Where are all the women?
- lilyjclifford
- Jul 28, 2017
- 2 min read
So I was in need of an academic moral boost and decided to re-read my dissertation. I love essays, when I first started invigilating in the gallery I would write essays with titles like 'The relationship between craft and literature' and 'How spectacle design fit into the landscape of modern glass'.
Re-reading this five year old essay (To what extent have depictions of Jesus impacted modern figurative sculpture?) I was shocked to realise that apart from a handful of women artists I didn't make any mention of women. I remember doing a deal of research into representations of women in ecclesiastical art and yet none of it made the cut. I'd not made any mention of female artists earlier than 1960 and not one reference to female reactions or critics. I'm a little bit appalled in past me, and have no excuse as why that would have happened.

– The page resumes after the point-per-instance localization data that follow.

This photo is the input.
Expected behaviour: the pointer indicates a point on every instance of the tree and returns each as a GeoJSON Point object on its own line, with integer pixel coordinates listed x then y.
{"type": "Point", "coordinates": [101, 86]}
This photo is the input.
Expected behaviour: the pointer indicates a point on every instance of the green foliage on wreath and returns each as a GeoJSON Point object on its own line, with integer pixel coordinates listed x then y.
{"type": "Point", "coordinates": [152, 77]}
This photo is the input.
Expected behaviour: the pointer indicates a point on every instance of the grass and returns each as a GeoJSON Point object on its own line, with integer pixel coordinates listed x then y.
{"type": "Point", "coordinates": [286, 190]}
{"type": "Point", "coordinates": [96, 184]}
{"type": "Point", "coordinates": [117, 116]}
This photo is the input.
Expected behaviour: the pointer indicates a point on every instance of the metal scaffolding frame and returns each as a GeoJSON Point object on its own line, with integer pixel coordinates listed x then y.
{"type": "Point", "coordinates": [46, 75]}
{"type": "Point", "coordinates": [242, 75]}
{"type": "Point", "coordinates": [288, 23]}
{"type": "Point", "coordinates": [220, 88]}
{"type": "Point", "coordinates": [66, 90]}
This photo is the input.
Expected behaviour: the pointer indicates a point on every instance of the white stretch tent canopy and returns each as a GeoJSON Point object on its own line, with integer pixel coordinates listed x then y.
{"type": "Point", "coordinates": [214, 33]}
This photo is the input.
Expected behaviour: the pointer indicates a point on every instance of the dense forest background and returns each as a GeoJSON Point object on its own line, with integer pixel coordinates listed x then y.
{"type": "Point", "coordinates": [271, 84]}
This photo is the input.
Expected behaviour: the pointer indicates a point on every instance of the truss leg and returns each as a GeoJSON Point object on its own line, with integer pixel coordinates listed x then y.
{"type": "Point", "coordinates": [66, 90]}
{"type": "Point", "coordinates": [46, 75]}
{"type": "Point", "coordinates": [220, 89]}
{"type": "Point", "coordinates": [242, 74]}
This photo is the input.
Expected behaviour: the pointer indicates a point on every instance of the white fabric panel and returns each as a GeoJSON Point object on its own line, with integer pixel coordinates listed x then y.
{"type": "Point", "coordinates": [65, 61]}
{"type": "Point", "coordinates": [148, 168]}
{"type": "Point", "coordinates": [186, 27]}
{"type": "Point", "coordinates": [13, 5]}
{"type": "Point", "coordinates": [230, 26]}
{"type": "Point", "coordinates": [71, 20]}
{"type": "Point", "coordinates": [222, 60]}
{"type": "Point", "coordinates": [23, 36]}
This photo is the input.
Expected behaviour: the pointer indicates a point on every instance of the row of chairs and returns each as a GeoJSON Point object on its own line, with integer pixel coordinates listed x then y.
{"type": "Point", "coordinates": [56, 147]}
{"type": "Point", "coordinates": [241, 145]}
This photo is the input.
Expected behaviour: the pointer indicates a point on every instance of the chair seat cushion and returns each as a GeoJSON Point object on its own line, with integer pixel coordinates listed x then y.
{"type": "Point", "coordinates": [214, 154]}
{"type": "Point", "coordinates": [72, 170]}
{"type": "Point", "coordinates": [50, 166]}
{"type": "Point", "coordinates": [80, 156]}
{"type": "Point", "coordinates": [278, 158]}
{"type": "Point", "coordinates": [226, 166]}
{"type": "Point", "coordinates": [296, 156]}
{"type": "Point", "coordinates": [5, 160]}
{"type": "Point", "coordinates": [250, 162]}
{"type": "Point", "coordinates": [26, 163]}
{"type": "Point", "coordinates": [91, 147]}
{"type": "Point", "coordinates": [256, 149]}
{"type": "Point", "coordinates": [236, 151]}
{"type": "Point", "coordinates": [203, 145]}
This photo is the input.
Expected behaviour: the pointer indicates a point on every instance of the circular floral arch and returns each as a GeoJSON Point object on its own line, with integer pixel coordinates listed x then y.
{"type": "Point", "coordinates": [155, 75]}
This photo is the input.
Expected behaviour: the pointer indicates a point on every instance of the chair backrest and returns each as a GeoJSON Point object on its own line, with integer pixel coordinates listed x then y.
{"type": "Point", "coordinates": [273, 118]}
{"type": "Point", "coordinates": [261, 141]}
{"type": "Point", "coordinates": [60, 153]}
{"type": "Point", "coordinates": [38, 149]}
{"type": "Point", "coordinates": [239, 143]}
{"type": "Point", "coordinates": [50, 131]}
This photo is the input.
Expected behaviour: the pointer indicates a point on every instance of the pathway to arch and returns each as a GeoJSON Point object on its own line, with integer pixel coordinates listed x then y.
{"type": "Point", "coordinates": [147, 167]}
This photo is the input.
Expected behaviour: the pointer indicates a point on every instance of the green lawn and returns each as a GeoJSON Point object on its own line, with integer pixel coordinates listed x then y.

In my second year I made my first figurative sculptures, they were called 'Original Women' and looked at different origin myths of women who were made from clay. Igbo goddess Ala, the Torah's Lillith and Wonder Woman. They appealed to me for having no father, they're all really strong and unapologetic. They're proto-feminists. Then in my third year I wanted to make my work more serious, so that meant male. I didn't think about it too much, the figures I made were un-gendered, but I called them Men of Doubt so who was I kidding?
After I read through my dissertation and dealt with my guilt I decided to make a sculpture, she would be a woman. I'd just had the luck of doing some life drawing with a pregnant model (all life models should be pregnant, if I ever pass a law it will be this one and all art colleges will curse me) so used some of the sketches I'd made and threw her together. The weird thing was that when I'd usually say declare that I was done I looked at this little woman and started making her shiny. I stuck pearls on her, sequins, glitter, painted her shimmering colours and gave her a plume of embroidery thread to comb. If I'd had molten gold I'd have dipped her in it.
I don't know what it means, probably something a little bit sexist but I'll figure it out.